Growing up on the edge of the Greater Yellowstone Ecosystem, I pursued a career in ecology so that I could work in a wilderness setting, continue learning about nature, and do something beneficial for the landscape and its inhabitants--plants, wildlife, humans, and otherwise--that I care about.
I have a BA in Journalism (with minors in Spanish and Wildlife Biology) and an MS in Systems Ecology, both from the University of Montana. For my graduate degree, I spent two winters doing research on the Beartooth Plateau, trapping foxes to collect DNA samples and attach GPS collars, and tracking them through the snow to collect habitat use data and scat samples. All of this was conducted out of a remote field camp at 9,000' elevation, 20 miles by snowmobile (and/or ski when the snowmobiles broke down) from the nearest town. Most people thought I was crazy to live up there, but I loved it (so maybe they were right...) Filmmaker Beau Fredlund made an excellent short video about the project that you can watch here (we will make a similar video for the Alpine Otters project), while the outdoor editor of the local newspaper visited us and wrote several great pieces that you can find here (and we will certainly invite him back for the project this spring).
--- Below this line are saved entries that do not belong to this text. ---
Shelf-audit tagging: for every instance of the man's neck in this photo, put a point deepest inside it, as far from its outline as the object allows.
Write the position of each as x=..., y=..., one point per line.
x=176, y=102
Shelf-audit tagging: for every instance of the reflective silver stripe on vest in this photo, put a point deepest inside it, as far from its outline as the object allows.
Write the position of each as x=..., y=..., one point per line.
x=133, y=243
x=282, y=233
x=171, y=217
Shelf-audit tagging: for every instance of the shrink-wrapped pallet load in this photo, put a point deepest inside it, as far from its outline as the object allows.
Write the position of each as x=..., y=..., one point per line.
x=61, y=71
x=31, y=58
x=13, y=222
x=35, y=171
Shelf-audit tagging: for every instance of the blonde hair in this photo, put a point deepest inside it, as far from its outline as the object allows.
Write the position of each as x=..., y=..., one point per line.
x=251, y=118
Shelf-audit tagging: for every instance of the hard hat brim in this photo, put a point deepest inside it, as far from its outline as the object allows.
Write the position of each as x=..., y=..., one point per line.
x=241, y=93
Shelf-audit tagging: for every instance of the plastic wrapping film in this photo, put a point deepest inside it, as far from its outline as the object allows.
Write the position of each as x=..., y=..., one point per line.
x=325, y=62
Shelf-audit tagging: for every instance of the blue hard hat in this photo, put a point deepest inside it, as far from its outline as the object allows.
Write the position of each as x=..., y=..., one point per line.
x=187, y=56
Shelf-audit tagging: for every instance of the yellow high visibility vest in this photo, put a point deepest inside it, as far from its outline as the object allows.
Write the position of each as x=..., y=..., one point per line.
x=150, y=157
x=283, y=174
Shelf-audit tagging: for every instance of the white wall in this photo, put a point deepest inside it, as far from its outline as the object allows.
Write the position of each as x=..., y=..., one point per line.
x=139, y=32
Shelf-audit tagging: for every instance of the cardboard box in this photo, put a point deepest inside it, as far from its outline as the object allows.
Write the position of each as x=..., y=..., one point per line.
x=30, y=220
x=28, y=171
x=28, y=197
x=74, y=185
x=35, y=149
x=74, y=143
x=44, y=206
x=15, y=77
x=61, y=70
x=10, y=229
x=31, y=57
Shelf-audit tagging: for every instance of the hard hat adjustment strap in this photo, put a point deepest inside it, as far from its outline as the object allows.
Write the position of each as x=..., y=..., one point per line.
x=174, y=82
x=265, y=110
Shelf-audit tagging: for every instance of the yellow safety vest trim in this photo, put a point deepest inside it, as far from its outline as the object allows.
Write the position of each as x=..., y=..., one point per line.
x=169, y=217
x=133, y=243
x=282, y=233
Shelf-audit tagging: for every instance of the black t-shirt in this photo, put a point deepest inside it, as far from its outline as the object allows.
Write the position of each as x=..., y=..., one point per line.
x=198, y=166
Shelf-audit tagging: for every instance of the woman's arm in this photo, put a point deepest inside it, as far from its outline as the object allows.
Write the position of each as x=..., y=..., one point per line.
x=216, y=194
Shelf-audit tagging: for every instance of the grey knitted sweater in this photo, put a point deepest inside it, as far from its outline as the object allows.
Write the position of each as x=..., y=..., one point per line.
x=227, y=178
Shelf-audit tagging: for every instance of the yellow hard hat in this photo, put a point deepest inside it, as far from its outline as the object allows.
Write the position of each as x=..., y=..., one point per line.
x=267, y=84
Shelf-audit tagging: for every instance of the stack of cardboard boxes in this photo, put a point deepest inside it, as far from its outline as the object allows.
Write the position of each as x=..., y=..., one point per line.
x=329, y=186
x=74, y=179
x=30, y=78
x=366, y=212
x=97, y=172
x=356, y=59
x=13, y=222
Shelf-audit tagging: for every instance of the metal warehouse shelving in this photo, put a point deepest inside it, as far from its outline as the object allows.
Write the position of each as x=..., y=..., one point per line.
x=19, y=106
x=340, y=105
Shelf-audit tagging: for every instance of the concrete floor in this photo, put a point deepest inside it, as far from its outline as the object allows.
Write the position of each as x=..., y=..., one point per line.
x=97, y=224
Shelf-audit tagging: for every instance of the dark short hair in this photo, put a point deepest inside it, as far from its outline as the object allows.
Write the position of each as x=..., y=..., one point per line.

I have also studied bears and other wild canines in Yellowstone National Park, as well as worked as a naturalist guide, a newspaper reporter, a commercial fisherman, a cook, server, and dishwasher, a trout fly tier, and numerous other odd jobs.
My professional goal is to share knowledge and appreciation of wildlife and wild places so that others, both now and in the future, will be able to enjoy them as much as I do.